Item Open Access Scalable Stochastic Models for Cloud Services(2012) Ghosh, RahulCloud computing appears to be a paradigm shift in service oriented computing. Massively scalable Cloud architectures are spawned by new business and social applications as well as Internet driven economics. Besides being inherently large scale and highly distributed, Cloud systems are almost always virtualized and operate in automated shared environments. The deployed Cloud services are still in their infancy and a variety of research challenges need to be addressed to predict their long-term behavior. Performance and dependability of Cloud services are in general stochastic in nature and they are affected by a large number of factors, e.g., nature of workload and faultload, infrastructure characteristics and management policies.
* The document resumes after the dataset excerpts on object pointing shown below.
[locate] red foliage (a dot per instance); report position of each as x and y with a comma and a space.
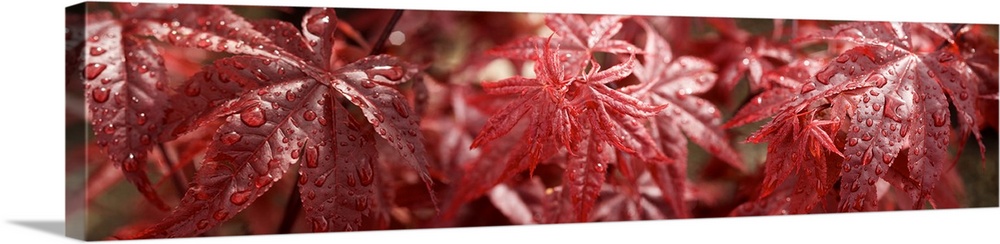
599, 131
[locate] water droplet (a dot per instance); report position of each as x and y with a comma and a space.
945, 57
100, 95
141, 119
599, 167
365, 174
144, 139
260, 75
312, 154
220, 215
97, 51
109, 129
891, 109
192, 89
361, 204
877, 79
392, 73
240, 197
940, 118
867, 157
808, 87
309, 115
823, 77
253, 117
842, 58
202, 224
93, 70
367, 84
320, 181
262, 181
231, 138
351, 181
320, 224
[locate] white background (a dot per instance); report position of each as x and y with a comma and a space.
32, 157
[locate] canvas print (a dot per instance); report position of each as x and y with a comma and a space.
190, 120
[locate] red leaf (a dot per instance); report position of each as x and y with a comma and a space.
673, 83
125, 79
338, 175
895, 98
282, 110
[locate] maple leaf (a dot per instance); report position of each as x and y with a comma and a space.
894, 95
565, 109
288, 110
673, 83
742, 53
576, 39
125, 79
785, 84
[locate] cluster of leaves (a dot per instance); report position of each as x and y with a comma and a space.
596, 128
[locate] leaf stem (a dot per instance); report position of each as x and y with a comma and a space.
292, 208
378, 46
180, 181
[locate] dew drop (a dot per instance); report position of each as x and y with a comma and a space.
312, 154
220, 215
867, 157
93, 70
842, 58
100, 95
253, 117
320, 224
808, 87
392, 73
367, 84
240, 197
144, 139
320, 181
877, 79
202, 224
192, 90
141, 119
97, 51
231, 138
940, 118
365, 174
351, 181
260, 75
945, 57
361, 204
309, 115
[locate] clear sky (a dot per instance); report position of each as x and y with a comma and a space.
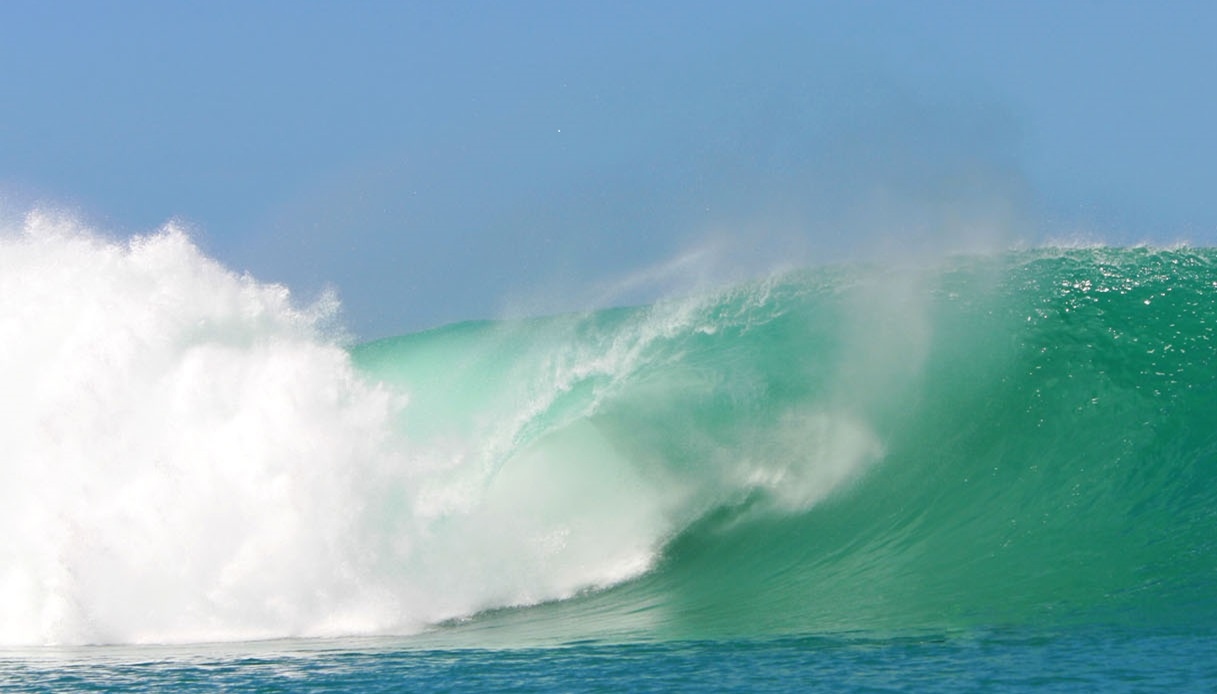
450, 160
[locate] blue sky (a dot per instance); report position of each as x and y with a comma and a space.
443, 161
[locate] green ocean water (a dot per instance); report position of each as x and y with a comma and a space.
1022, 440
977, 473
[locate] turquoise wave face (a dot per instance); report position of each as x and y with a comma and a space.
1025, 438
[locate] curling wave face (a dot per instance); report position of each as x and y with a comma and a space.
1010, 438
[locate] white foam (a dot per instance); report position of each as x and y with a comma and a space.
188, 457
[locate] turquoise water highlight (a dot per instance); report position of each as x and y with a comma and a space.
1020, 440
960, 473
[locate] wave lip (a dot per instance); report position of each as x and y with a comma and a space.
1016, 438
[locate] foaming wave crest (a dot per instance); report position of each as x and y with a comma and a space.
183, 448
188, 454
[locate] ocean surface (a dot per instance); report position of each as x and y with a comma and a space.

As a result, developing scalable and predictive analytics for Cloud becomes difficult and non-trivial. This dissertation presents the research framework needed to develop high fidelity stochastic models for large scale enterprise systems using Cloud computing as an example. Throughout the dissertation, we show how the developed models are used for: (i) performance and availability analysis, (ii) understanding of power-performance trade-offs, (ii) resiliency quantification, (iv) cost analysis and capacity planning, and (v) risk analysis of Cloud services. In general, the models and approaches presented in this thesis can be useful to a Cloud service provider for planning, forecasting, bottleneck detection, what-if analysis or overall optimization during design, development, testing and operational phases of a Cloud.